What companies or labs have made enough progress to go from a small molecule design to screening (in vitro/vivo/silico) to an optimized molecule as reliable as antibody development? Atomwise is doing good work. Unnatural Products is building a predictable framework for natural products.
What can be done to accomplish this?:
Large-scale pairwise screening between libraries and targets to build out priors
Diverse scaffolds that are known to bind targets that can be used as drug screening starting points
Computationally pare down chemical space searched
DTC Insurance
Direct-to-consumer (DTC) business models are very powerful: a business can access large populations with diverse buying habits. A drug company has two customers: biopharma and payors. Insurance companies, especially employer plans): employers and the government. Often in healthcare, individuals have little buying power.

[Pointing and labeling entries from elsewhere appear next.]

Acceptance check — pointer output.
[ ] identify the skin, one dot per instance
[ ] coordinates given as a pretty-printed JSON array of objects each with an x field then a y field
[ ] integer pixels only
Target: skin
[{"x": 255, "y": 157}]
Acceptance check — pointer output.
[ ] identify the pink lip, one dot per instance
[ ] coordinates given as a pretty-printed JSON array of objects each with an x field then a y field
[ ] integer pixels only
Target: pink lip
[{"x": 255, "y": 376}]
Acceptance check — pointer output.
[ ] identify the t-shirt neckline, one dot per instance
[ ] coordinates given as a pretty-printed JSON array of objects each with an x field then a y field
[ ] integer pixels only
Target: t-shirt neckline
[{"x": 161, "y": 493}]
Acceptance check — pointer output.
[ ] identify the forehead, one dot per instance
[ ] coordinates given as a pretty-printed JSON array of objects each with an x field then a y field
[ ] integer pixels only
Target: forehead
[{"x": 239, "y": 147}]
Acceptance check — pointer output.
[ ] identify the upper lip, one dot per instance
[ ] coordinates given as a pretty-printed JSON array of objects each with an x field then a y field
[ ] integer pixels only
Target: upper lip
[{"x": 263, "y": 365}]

Most things in life sciences flows from payors and insurance companies. So the recent development of large DTC health insurance companies like Oscar and Devoted Health has the potential to transform healthcare and drug development. So what are the opportunities/challenges:
Transition to fee-for-value. Incumbents rely on fee-for-service and have had troubles making the transition. This creates a massive opportunities for new entrants.
Owning the consumer relationship - traditional DTC, Medicare Advantage (MA) plans for individuals and families, and employers. Oscar is pure DTC, and Devoted among others is MA. Over the next decade - will employers give employees more ability to choose insurance plans as a hiring advantage.
High levels of customer service - treating healthcare as a concierge service (i.e. One Medical)
Scaling up consumer relationships and customer service with software: processing claims, identifying at-risk patients, fully integrating services, minimizing duplicative care, efficient scheduling.
Focused care providers or insurance plans. Companies like Virta Health could essentially become an insurance company themselves for their patient population - they have the patients, software capabilities, and customer service. Focused healthcare network could potentially be more profitable and effective.